Reflections on a Wood Firing
The Collective Effort
It begins with a match. A rotating crew keeps watch for 10 days and nights, stoking the flames, gauging the temperature by sight and feel and sound. The kiln breathes, and those tending it fall into its rhythm.
Firing an anagama is not a task for the solitary potter; it takes a village to succeed. The work is relentless, the fire unpredictable. For weeks beforehand, potters become loggers, trees are felled, wood is hauled, split, and stacked, a mad scramble for enough pine and oak to last a week of constantly feeding the beast. Days of placing pieces, thoughtfully, carefully; negotiating where in the kiln may create just the right effects to each pot, trying to predict the path of the flames and ash, hoping that we can guide this force.
These hours forge bonds that extend beyond the kiln. It’s the kind of work where small moments stand out: the brief intensity of a large stoke, the gentle flick of a log into the kiln, the handoff of responsibility between shifts, the shared silence when all there is to do is listen and watch.
An anagama firing isn’t about control; it’s about experiencing true creative freedom.
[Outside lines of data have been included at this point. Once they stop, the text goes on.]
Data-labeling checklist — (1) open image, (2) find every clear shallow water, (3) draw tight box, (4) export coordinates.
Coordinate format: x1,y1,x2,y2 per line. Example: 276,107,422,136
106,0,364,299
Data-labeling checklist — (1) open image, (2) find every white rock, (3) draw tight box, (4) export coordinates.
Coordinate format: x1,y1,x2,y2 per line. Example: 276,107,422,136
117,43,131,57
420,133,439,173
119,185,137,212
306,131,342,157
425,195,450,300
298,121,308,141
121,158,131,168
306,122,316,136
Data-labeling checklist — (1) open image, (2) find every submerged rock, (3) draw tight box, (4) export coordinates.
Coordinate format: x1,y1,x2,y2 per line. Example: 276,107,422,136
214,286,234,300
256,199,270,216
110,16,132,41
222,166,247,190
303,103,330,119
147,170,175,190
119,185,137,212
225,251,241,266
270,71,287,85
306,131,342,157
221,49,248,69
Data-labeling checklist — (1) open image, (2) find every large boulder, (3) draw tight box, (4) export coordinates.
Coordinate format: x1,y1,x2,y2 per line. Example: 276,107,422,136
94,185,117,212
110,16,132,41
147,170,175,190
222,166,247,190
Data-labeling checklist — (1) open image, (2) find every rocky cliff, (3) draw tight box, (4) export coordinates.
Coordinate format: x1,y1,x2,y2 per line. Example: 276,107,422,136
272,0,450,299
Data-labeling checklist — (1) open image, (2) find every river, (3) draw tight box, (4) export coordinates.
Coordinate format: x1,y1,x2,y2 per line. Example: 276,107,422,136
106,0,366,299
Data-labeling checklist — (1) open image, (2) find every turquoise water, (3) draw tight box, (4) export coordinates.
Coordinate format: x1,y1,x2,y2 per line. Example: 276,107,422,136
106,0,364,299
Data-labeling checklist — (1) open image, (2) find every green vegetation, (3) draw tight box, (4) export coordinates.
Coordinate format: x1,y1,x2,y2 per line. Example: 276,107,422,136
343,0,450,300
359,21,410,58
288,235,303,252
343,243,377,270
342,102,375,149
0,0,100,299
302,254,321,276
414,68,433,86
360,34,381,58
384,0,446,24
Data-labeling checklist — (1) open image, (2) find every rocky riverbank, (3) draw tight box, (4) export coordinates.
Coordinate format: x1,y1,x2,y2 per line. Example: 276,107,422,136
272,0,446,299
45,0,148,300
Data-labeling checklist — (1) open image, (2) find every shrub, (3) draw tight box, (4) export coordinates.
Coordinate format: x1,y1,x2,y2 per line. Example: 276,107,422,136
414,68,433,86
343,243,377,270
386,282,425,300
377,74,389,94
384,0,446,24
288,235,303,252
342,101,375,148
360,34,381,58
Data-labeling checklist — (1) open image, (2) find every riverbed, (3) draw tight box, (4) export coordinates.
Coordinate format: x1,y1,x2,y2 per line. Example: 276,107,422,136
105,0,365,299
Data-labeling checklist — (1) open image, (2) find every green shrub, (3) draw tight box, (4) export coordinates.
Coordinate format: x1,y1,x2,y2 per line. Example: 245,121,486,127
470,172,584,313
The flame does what it wants. We can only suggest what it will do. The ash drifts and lands where it will, glazing pots in ways no brush could replicate. Every firing is an act of surrender, letting go of perfection and trusting that the kiln will leave its mark where it’s meant to.
Those who have done this before share what they know—what wood burns best, when to push the fire, when to let it settle. But each firing is unique and challenging - you must evolve and take risks to succeed. The kiln encourages you to trust your own senses - it tells you what it needs, experience helps us understand.
And when it’s over, when the kiln is finally cool and unsealed, what remains is more than our finished pots. It’s the culmination of skill, and stories, and risks, and experiments, and friendships, and arguments, and trial, and error, and success, and patience, and hard work, and us. The kiln is silent, but the memories linger, etched into the cracks of the anagama itself.